W piątym treście próbki, przyjrzałam się nawilżającym właściwościom kremu o bogatej konsystencji z "Basic Lab". Na testy przeznaczyłam kilka dni, gdyż jedna taka próbka wystarczyła mi aż na cztery użycia.



Jakie są moje pierwsze wrażenia?

Krem ten ma białą barwę, gęstą kremową konsystencję. Pierwszym, co zaobserwowałam przy jego nakładaniu, był zapach: bardzo "apteczny" - zupełnie jakbym miała do czynienia z jakąś maścią. Podobnie było w przypadku odżywczego balsamu do ciała tej marki, który testowałam jakiś czas temu. Odnoszę wrażenie, iż w przypadku tego kremu, ta "apteczna" woń jest nawet intensywniejsza.

Krem rozprowadza się nieźle na skórze, choć nie lekko. Zaraz po posmarowaniu pozostawia wrażenie ciężkości. Z jednej strony nic dziwnego, skoro już sama nazwa wskazuje, że będzie to bogata konsystencja.
Mimo takiego poczucia, w miarę szybko się wchłania, utrzymując skórę nawilżoną.
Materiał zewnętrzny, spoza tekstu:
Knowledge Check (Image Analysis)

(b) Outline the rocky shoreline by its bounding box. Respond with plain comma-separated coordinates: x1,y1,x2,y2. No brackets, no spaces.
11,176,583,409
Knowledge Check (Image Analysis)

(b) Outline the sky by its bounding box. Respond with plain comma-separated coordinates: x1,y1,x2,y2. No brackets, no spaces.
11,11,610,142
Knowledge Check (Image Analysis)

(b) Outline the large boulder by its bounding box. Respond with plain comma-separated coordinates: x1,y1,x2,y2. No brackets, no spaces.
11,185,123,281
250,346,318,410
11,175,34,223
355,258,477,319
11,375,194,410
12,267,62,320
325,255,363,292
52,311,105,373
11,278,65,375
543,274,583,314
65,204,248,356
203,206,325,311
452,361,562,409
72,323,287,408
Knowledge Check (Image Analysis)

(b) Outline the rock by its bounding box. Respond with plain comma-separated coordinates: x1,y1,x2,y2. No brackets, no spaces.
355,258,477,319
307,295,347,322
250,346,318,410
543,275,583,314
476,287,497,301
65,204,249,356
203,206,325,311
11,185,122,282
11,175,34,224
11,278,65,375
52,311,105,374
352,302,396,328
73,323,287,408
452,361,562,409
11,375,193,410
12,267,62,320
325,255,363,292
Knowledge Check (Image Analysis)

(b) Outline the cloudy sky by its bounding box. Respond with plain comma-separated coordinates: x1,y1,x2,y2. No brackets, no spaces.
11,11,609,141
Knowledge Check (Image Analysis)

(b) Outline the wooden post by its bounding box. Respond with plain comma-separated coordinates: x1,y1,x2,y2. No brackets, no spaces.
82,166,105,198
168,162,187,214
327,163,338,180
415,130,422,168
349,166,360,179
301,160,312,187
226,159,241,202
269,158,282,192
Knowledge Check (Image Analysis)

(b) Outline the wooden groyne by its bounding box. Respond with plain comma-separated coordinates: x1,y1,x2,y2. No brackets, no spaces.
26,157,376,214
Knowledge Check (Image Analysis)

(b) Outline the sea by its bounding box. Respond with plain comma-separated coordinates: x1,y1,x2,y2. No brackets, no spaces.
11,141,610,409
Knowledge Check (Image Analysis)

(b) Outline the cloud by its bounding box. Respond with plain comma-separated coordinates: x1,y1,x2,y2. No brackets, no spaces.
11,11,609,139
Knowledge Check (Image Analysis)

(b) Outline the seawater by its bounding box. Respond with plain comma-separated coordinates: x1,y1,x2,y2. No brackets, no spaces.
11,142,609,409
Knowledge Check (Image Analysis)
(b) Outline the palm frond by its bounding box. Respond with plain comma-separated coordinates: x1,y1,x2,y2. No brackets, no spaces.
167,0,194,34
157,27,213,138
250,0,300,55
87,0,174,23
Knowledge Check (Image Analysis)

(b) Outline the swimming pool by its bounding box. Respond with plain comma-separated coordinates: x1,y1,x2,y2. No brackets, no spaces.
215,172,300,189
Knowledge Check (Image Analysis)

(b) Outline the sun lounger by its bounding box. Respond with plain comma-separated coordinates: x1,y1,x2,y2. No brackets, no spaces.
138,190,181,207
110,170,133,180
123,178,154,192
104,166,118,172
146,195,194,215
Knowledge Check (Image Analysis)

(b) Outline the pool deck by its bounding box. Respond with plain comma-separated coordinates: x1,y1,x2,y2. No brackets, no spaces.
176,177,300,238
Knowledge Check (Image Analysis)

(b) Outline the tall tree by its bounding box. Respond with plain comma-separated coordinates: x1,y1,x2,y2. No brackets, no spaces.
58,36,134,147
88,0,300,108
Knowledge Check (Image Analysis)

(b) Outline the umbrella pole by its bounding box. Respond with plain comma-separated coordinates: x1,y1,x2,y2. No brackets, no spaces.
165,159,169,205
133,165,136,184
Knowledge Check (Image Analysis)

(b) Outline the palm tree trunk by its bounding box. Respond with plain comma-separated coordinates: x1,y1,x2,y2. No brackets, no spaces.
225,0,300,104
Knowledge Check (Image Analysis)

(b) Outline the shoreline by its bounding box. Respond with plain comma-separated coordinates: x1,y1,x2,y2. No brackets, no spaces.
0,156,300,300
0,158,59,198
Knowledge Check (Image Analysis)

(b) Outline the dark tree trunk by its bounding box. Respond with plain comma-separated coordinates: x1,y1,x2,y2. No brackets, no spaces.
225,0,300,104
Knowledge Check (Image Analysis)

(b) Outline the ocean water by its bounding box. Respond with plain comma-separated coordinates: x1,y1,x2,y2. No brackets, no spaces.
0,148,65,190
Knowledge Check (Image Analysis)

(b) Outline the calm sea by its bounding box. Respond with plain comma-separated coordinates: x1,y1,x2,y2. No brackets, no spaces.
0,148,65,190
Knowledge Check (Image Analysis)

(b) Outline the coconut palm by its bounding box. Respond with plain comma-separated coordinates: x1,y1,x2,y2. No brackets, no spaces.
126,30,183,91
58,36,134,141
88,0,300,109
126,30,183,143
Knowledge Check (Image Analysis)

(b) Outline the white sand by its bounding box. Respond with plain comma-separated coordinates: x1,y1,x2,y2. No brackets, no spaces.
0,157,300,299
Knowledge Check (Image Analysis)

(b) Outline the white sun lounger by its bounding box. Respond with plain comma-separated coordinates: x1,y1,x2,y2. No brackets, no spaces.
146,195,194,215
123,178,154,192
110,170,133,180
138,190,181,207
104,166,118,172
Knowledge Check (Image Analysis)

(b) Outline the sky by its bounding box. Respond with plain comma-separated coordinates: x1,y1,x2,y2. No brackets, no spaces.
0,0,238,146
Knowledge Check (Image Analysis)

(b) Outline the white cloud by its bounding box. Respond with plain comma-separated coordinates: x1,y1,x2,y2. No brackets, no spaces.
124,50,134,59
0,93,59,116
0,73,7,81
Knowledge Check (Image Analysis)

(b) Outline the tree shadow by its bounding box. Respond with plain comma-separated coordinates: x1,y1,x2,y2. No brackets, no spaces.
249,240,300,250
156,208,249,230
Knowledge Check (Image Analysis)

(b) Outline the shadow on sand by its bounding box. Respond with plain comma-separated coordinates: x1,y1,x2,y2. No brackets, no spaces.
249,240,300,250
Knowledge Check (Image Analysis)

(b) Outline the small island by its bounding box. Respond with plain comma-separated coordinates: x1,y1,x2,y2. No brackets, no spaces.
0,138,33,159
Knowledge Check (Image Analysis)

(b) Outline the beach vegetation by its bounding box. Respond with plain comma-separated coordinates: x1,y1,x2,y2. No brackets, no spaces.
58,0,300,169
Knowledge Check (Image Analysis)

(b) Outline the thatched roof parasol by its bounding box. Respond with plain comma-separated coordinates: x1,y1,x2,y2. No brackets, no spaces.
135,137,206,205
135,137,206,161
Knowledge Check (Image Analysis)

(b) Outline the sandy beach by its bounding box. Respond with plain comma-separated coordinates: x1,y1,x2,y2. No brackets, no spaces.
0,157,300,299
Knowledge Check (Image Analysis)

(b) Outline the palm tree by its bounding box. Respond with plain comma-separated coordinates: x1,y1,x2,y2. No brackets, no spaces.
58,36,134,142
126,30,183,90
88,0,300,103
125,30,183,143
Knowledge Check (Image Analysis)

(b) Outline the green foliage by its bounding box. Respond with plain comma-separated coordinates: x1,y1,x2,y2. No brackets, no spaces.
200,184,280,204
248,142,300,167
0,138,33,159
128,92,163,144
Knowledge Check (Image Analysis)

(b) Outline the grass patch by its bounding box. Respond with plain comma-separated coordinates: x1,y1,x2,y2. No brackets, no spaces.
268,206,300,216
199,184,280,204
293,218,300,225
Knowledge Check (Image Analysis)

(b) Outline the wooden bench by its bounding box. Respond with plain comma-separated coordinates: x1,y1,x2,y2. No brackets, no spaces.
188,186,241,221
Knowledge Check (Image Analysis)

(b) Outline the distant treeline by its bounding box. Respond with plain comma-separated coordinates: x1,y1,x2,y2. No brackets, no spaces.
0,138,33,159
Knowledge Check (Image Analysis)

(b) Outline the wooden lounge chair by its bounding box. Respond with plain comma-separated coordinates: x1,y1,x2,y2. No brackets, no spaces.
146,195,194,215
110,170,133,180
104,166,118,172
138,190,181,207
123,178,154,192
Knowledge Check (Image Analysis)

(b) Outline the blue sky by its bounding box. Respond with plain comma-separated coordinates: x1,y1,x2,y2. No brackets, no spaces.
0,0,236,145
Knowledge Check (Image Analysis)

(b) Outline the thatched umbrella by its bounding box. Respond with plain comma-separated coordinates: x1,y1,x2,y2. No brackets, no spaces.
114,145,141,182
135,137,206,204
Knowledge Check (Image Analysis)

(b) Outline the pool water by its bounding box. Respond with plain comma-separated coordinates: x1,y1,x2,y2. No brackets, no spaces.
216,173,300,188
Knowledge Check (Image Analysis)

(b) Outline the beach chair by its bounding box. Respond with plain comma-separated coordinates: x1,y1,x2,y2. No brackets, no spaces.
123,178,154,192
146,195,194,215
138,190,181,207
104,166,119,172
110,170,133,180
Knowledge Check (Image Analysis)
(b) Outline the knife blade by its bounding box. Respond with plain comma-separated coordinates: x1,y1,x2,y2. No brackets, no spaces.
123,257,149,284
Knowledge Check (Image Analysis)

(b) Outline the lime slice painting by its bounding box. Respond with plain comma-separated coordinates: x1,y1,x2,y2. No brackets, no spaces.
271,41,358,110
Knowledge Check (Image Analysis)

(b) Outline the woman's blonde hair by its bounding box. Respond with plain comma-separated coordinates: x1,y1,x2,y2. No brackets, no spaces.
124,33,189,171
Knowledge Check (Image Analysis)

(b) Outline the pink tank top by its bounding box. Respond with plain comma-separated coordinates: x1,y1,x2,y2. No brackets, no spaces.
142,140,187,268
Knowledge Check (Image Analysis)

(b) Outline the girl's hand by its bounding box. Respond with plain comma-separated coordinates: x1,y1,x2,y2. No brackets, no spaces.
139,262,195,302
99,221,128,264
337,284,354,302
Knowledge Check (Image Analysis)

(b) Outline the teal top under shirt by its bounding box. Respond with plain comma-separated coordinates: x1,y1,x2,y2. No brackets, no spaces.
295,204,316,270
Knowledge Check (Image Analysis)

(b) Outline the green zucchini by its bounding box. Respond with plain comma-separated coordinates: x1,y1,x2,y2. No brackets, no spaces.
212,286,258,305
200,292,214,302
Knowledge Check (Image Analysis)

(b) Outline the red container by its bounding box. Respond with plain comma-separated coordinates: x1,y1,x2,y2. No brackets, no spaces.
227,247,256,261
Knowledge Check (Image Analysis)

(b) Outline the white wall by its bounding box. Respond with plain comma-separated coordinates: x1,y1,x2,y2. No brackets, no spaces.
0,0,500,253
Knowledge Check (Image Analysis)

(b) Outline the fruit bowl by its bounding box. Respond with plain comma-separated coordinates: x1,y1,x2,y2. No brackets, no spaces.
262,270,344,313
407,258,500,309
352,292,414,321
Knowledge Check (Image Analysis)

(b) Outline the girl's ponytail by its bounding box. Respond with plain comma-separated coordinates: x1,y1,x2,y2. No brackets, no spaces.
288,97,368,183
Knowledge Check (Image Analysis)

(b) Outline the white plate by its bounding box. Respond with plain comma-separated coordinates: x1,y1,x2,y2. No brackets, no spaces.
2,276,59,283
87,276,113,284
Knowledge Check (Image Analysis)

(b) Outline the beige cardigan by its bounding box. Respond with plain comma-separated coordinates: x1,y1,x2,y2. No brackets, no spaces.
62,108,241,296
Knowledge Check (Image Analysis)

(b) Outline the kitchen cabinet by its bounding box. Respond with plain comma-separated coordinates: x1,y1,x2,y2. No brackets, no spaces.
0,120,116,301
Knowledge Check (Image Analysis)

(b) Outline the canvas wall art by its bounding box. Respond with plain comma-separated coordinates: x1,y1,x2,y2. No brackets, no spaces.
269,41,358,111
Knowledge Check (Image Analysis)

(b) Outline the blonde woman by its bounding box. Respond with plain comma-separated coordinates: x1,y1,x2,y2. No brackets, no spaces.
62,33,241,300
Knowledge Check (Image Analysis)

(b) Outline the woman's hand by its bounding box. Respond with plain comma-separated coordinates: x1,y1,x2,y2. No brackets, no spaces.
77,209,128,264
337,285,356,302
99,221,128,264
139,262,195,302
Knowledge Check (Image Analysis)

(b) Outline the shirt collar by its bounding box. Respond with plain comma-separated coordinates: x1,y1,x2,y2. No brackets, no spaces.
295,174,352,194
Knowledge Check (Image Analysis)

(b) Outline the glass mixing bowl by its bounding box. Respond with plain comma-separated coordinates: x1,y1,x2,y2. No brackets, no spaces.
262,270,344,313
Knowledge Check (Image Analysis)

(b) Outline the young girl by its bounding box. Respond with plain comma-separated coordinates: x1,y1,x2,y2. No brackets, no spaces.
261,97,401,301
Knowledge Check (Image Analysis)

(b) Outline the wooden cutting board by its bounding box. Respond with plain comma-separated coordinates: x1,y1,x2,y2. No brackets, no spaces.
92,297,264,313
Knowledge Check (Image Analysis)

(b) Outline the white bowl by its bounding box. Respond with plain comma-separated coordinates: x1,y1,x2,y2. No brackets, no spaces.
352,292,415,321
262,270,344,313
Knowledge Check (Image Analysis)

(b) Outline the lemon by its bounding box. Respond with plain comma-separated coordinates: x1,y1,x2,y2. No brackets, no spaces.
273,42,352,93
Według producenta krem ten ma zapewniać pełne ukojenie bez nadmiernego obciążenia. Tu bym się nie zgodziła, bo ja to spore obciążenie jednak czuję. Pośród właściwości ma być także matowe wykończenie, a krem ma się dobrze sprawdzać pod makijaż. Nie sprawdzałam pod kątem makijażu, więc tu się nie wypowiem.
To, na a co warto zwrócić uwagę w tym kremie, to z pewnością są jego składniki, czyli: witamina A, trechaloza, pantenol, masło shea i ekstrakt z aloesu.

Czy skusiłabym się na kupno pełnowartościowego produktu?

Gdybym miała kiedykolwiek użyć takiego kremu w jego pełnowartościowym gabarycie to tylko pod kątem nawilżania podczas zimowej pory.